|Initial release||4 October 2015|
v0.2.25.223616 (21 October 2022 )
|License||Apache License 2.0|
MicroG (typically styled as microG) is a free and open-source implementation of proprietary Google libraries that serves as a replacement for Google Play Services on the Android operating system. It is maintained by German developer Marvin Wißfeld. In a presentation, Wißfeld described microG as "the framework (libraries, services, patches) to create a fully-compatible Android distribution without any proprietary Google components".
Although Google initially released the Android operating system as open-source software in 2007, the company gradually replaced some of Android's open-source components with proprietary software as Android grew in popularity. Marvin Wißfeld, a German software developer, created the NOGAPPS project in 2012 as a free and open-source drop-in replacement for Google Play Services, Google's closed-source system software that has been pre-installed on almost all Android devices. The NOGAPPS project became MicroG by 2016.
MicroG allows Android apps to access replica application programming interfaces (APIs) that are provided by Google Play Services, including the APIs associated with Google Play, Google Maps, and Google's geolocation and messaging features. Unlike Google Play Services, MicroG does not track user activity on the device, and users can selectively enable and disable specific API features. Depending what apps are installed by users, user activity may still be tracked by Google.
See also: LineageOS
In 2017, microG released "LineageOS for microG", a fork of LineageOS – a free and open-source Android-based operating system – that includes both MicroG and the F-Droid app store as pre-installed software. LineageOS for MicroG was created after LineageOS developers declined to integrate MicroG into LineageOS; the developers cited MicroG's need to spoof code signatures as a security concern. To enable MicroG's functionality, LineageOS for MicroG includes limited support for signature spoofing.
MicroG developers claim that older smartphones consume less battery power using LineageOS for MicroG compared to operating systems that use Google Play Services. LineageOS for MicroG supported 39 device models in 2017, and now supports the same device models as LineageOS. Devices receive newer versions of LineageOS for MicroG through weekly over-the-air updates.
For a 2018 paper on Android app privacy, security researchers from Nagoya University used MicroG to bypass Google's SafetyNet security mechanism on an Android Marshmallow emulator. The researchers altered Android's package manager and implemented signature spoofing to enable MicroG on the emulator.
CalyxOS includes options for using MicroG as a privacy enhanced replacement for some of the functionality in Google Play Services.

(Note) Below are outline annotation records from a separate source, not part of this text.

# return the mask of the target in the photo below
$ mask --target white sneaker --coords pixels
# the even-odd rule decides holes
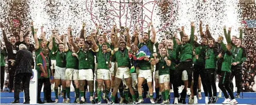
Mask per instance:
[[[191,94],[191,92],[190,91],[190,89],[187,88],[187,95],[190,95],[190,94]]]
[[[180,86],[178,86],[178,93],[181,93],[183,89],[184,89],[184,87],[185,87],[184,85],[182,85]]]
[[[194,96],[194,104],[197,104],[198,103],[198,98],[197,97],[197,96]]]
[[[202,99],[202,95],[201,95],[201,92],[198,92],[198,99]]]
[[[153,99],[150,99],[150,102],[151,102],[151,103],[152,104],[155,104],[155,100],[154,100]]]
[[[174,103],[173,103],[174,104],[178,104],[178,98],[174,98]]]
[[[229,104],[231,103],[231,101],[229,98],[226,98],[224,100],[224,101],[222,102],[222,104]]]
[[[147,91],[147,96],[146,96],[146,97],[147,98],[148,98],[150,97],[149,92]]]
[[[61,91],[62,91],[61,87],[58,87],[58,96],[61,95]]]
[[[162,103],[160,103],[160,104],[165,104],[165,101],[164,100],[163,100],[163,101],[162,102]]]
[[[63,101],[62,101],[62,103],[65,103],[66,102],[66,99],[63,98]]]
[[[139,99],[139,101],[138,101],[138,102],[136,102],[135,104],[139,104],[140,103],[142,103],[142,102],[143,102],[143,99]]]
[[[56,99],[54,103],[58,103],[58,99]]]
[[[207,104],[209,102],[209,99],[208,99],[208,97],[205,97],[205,104]]]
[[[219,92],[218,94],[218,97],[221,97],[221,92]]]
[[[105,93],[103,93],[103,95],[102,95],[102,96],[101,97],[101,98],[102,98],[102,99],[104,100],[106,99],[106,98],[105,98]]]
[[[124,102],[124,101],[125,100],[125,98],[122,98],[122,97],[121,97],[120,101],[119,102],[119,103],[123,103],[123,102]]]
[[[232,100],[231,100],[231,103],[233,103],[234,104],[237,104],[238,103],[238,102],[237,102],[237,101],[236,101],[236,100],[235,99],[232,99]]]
[[[63,103],[69,103],[70,102],[70,99],[69,98],[67,98],[66,101],[65,101],[65,102],[63,102]]]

DivestOS, a LineageOS soft fork, chose not to support MicroG or other ways of installing or running proprietary Google apps.
Essential Products' "Project Gem" smartphone, previously in development, used a fork of Android that eschews Google Play Services in favor of MicroG, according to Essential's commits to the Android codebase in late 2019. Essential Products shut down in February 2020.
Proprietary ROM IodéOS includes MicroG.
As of May 2022, Murena company is selling a few phones including MicroG with the /e/ operating system, a privacy-oriented fork of LineageOS, with Google Services "mostly removed". In 2019, companies associated with /e/ began selling refurbished smartphones with MicroG pre-installed.
In 2020, OmniROM began providing builds including MicroG built in for certain devices.
In 2016, Nathan Willis of LWN.net expected MicroG to be a "welcome addition" for users of alternative Android-based projects, including CyanogenMod, Replicant, and Blackphone. Willis suggested that MicroG could increase its adoption by collaborating with these projects.
Corbin Davenport, writing for Android Police in April 2018, installed LineageOS for MicroG on a Xiaomi Mi 4c smartphone using the Team Win Recovery Project image in an experiment in which he exclusively used open-source software on Android. Davenport was unable to log in to his Google Account through MicroG and concluded that "Going all open-source isn't feasible", despite the high quality of some open-source Android apps from F-Droid. Lifehacker's Brendan Hesse recommended MicroG in his November 2018 tutorial to "quitting Google". Hesse saw MicroG as a "promising" alternative to Google Play Services that was "incomplete and still in development", but said that it was "usable" and "runs pretty well".
Steven J. Vaughan-Nichols, in a 2019 ZDNet review of a refurbished Samsung Galaxy S9+ smartphone from /e/, determined that applications which were more closely integrated with Google Mobile Services were less likely to function properly with MicroG. During his device test, Vaughan-Nichols was able to use Signal, Telegram, Facebook, and other Android apps with no problems, while Lyft and Uber operated less reliably; Vaughan-Nichols was not able to run Google Maps or Twitter at all, concluding, "applications can be a pain" and "installing /e/ is a monster of a job." In May 2022, Vaughan-Nichols in ZDNet wrote "in the /e/OS, most (but not all) Google services have been removed and replaced with MicroG services."